アメリカ支配層はたとえば兵役につかせるという形でエルヴィスをいわば去勢しようとするが、あくまで逆らい去勢しきれないのがドラマの軸になるし、パフォーマンスのエネルギーの素にもなる。

なんでエルヴィスは来日、に限らずワールドツアーをしなかったのかというと、マネージャーのトム·パーカー大佐なる人物がオランダ出身の不法移民でパスポートを持っておらず、外国についていくことができないから、とはっきり描いている。

この世にも怪しげな大佐(でもなければ、トムでもパーカーでもない)なる人物をトム·ハンクスがおそろしく凝った肥満メイクで演じていて、もともとのハンクスのジミー·スチュワートの再来みたいな好感度の高いアメリカ人代表みたいなイメージの一方で狂気を閃かす持ち味を前面に出した。

大佐はエルヴィスの莫大な稼ぎを徹底的に搾取したわけだが、一方でエルヴィスのパフォーマンスに感動したり一体感を持ったりしているのもおそらく本気だと思わせるのもハンクスの持ち味だろう。

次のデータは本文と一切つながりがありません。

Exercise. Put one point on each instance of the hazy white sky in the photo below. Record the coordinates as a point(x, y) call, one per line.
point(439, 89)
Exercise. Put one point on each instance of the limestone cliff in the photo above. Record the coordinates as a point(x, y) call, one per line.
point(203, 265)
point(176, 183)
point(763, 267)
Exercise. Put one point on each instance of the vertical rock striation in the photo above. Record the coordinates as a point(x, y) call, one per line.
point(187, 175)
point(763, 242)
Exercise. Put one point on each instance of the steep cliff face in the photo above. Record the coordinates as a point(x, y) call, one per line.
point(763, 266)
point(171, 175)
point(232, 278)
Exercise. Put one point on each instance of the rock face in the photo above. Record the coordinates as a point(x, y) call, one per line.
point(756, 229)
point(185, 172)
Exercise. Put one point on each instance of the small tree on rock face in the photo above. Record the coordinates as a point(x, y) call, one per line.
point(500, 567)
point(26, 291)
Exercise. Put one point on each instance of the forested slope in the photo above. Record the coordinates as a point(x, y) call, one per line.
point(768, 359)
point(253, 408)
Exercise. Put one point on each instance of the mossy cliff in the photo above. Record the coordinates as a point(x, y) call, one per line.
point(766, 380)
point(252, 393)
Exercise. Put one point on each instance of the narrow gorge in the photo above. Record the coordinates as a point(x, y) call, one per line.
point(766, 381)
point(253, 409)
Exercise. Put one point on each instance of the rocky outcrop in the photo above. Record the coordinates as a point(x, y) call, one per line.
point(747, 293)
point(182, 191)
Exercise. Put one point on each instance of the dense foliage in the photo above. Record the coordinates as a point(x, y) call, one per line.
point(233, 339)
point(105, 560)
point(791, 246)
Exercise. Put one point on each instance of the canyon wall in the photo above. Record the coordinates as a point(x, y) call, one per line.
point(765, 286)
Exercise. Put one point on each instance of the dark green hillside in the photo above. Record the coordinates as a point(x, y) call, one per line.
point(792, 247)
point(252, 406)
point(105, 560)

この大佐の語りで全編を進めていくわけだが、文字通りの信頼できない語り手であって、どこまで本当なんだかと常に疑わせる。

エルヴィスを演じたオースティン·バトラーはよくもまあと思うほど腰の回転はじめパフォーマンスを再現した。

エンドタイトルでラップ調の「監獄ロック」が流れるのは、エルヴィスの音楽が今でも影響を与えていることを示したいのだろう。